If you're looking to buy an automatic knife that actually respects what a long OTF is supposed to be, this Carbon Strike Long-Reach OTF Automatic - Gray Weave earns a spot in the rotation. It's a double-action out-the-front with a 4.35" dagger blade, 10.5" overall, built around clean deployment and a surprisingly controlled feel for a knife this long.

This isn't a novelty "switchblade." It's a modern OTF automatic knife engineered so the action, grip, and carbon fiber frame all work together when it's at full extension.

Automatic Knives for Sale With Real Double-Action OTF Mechanics

Mechanically, this is a true double-action OTF: the same side-mounted thumb slide both fires and retracts the blade. No secondary charging, no manual reset. When you run the actuator, you feel a defined track, spring tension ramping, then a decisive lock-up—exactly what you want in a working OTF automatic.

The blade rides inside an internal channel, guided by rails and spring tension until it locks at full extension. That longer 4.35" dagger profile can punish a weak mechanism; here, the frame length and slide position are tuned so you get enough leverage to drive a full-size blade without feeling like you’re wrestling the spring.

Action Feel: Slide, Tension, and Lock-Up

Collectors notice the difference between an OTF that just "goes out" and one that feels sorted. On this piece, the thumb slide has a deliberate, almost gated feel: light take-up, then a defined push through the spring, followed by a crisp stop when the blade hits lock. No rattle, no wandering halfway points. The return stroke is just as positive, which matters more than people admit—if retracting the blade feels lazy, you stop trusting the knife.
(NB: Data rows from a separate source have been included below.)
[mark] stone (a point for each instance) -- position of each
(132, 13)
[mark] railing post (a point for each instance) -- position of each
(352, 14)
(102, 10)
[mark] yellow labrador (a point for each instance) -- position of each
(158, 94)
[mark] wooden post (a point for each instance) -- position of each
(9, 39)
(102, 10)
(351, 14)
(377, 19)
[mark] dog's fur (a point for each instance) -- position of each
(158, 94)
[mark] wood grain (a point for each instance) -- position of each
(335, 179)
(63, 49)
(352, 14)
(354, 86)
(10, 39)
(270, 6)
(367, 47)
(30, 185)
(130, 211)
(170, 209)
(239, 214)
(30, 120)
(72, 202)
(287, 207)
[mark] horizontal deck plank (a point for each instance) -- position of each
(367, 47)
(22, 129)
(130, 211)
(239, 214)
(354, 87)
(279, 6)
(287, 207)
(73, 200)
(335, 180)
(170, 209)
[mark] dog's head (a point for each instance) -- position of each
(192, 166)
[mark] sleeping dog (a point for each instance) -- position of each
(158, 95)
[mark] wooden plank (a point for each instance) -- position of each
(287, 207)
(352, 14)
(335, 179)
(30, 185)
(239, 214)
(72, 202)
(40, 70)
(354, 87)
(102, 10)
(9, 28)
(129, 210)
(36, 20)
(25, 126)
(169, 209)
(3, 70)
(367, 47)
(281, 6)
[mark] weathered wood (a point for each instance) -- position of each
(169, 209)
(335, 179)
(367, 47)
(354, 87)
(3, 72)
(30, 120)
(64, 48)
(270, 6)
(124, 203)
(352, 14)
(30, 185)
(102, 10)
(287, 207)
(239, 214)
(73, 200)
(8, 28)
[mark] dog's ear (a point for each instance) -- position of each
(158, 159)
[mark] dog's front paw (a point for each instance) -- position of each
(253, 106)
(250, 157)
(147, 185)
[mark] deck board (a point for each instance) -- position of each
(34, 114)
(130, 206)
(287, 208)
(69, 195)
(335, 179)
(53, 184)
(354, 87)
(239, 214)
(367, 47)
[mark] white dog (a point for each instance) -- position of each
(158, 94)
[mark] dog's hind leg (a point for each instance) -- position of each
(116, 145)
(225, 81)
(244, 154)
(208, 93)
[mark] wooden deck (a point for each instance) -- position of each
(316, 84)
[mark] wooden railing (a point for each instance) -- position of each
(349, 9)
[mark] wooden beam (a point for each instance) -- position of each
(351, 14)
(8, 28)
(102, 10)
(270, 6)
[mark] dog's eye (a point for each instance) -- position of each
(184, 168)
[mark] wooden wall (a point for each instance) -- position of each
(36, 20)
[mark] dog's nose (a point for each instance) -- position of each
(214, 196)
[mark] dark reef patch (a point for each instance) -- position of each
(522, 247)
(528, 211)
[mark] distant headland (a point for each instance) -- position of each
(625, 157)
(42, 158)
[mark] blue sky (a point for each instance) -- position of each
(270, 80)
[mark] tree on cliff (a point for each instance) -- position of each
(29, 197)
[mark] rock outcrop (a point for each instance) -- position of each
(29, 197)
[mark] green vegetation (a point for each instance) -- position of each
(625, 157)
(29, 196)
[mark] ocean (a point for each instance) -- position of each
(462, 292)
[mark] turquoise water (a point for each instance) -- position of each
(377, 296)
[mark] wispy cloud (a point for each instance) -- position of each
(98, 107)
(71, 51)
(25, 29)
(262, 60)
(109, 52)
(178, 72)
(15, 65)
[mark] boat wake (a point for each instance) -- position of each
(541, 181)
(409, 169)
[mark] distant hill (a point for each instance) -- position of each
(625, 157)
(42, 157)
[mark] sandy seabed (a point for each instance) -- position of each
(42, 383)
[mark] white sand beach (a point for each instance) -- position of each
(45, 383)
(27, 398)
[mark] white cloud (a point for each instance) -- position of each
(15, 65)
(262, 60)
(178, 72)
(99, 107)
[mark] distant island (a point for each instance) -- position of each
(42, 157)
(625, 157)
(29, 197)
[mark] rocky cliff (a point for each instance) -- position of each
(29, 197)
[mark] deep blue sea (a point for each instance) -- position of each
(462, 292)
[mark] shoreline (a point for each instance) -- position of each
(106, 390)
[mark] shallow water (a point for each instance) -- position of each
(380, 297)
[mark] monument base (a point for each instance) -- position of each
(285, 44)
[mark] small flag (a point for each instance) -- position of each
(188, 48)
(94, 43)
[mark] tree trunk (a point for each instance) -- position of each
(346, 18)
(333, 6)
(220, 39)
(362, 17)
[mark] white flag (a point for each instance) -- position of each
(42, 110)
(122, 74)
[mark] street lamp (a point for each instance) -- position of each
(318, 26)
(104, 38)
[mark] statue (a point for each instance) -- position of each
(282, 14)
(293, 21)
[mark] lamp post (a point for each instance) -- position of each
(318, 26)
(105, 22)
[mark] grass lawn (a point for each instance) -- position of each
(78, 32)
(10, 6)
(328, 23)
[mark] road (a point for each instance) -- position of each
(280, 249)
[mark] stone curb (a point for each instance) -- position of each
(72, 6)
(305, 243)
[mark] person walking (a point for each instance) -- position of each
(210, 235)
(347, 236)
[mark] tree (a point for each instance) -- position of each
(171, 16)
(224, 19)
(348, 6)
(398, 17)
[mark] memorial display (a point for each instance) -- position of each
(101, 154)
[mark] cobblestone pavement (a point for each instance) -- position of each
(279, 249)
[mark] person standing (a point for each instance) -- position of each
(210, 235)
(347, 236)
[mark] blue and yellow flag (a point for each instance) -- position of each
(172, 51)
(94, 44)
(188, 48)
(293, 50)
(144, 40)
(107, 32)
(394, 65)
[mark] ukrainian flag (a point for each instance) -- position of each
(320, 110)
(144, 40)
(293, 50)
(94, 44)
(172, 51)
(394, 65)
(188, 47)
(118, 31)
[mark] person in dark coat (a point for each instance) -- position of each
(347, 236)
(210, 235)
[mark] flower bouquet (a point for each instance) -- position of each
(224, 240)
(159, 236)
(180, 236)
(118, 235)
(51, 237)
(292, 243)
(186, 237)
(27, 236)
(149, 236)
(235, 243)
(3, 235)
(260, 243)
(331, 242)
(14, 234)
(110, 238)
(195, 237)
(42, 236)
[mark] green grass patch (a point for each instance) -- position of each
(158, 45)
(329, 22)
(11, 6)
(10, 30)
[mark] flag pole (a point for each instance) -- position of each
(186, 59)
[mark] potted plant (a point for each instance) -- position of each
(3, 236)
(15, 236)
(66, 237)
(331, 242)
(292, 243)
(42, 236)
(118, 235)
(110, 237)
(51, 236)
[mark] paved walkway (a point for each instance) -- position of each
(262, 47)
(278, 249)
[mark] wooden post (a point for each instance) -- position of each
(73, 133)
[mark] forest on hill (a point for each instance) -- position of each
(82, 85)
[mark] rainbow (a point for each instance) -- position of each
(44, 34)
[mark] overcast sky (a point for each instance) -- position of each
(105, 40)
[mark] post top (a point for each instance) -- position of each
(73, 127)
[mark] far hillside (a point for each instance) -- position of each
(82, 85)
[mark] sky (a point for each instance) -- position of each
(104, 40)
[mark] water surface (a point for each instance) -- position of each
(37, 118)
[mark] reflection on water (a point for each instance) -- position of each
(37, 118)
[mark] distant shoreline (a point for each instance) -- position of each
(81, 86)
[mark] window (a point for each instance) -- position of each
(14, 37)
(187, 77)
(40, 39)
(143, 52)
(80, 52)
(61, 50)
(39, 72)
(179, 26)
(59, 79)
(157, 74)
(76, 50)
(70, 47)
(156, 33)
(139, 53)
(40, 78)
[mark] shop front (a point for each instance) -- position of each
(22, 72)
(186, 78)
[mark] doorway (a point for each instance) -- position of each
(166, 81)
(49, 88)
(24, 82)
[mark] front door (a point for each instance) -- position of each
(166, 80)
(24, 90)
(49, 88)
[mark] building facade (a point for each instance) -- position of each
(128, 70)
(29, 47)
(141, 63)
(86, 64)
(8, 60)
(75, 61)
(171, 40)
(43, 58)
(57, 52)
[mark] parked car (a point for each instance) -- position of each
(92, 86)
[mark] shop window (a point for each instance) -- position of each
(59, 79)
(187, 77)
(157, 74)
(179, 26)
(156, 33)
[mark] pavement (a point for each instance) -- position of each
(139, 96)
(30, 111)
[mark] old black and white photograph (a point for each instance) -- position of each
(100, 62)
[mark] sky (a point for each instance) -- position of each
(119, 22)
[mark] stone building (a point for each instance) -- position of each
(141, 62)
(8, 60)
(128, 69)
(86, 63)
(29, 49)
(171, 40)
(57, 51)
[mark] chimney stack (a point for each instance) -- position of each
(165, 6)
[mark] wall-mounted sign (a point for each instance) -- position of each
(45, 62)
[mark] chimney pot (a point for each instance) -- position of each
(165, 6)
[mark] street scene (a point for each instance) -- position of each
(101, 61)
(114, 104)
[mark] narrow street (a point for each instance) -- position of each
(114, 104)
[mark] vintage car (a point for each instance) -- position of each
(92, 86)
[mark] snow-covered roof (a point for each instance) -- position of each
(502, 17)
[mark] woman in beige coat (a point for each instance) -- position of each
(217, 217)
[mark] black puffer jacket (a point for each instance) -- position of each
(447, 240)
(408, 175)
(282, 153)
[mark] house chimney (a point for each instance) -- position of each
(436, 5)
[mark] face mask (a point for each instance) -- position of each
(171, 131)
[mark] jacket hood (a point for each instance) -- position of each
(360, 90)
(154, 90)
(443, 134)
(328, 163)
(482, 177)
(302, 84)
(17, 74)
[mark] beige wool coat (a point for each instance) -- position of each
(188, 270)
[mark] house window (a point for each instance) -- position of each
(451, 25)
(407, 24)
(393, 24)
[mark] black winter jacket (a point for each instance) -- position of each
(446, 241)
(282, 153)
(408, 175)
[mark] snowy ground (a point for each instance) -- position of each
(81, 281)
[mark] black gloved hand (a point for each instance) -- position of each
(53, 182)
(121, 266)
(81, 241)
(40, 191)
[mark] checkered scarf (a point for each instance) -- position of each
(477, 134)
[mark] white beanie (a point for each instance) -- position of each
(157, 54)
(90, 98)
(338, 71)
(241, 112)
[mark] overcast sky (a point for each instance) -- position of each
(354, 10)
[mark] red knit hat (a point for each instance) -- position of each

Dagger Geometry and Two-Tone Finish

The dagger blade brings a symmetrical point and a long central fuller, with a two-tone finish that leaves the primary surfaces dark and the edges bright. It’s not just cosmetic: that contrast highlights the grind lines and lets you see the edge clearly when you're checking sharpness or alignment. For an OTF that will live in a collection and in a pocket, blade geometry plus visual read matters.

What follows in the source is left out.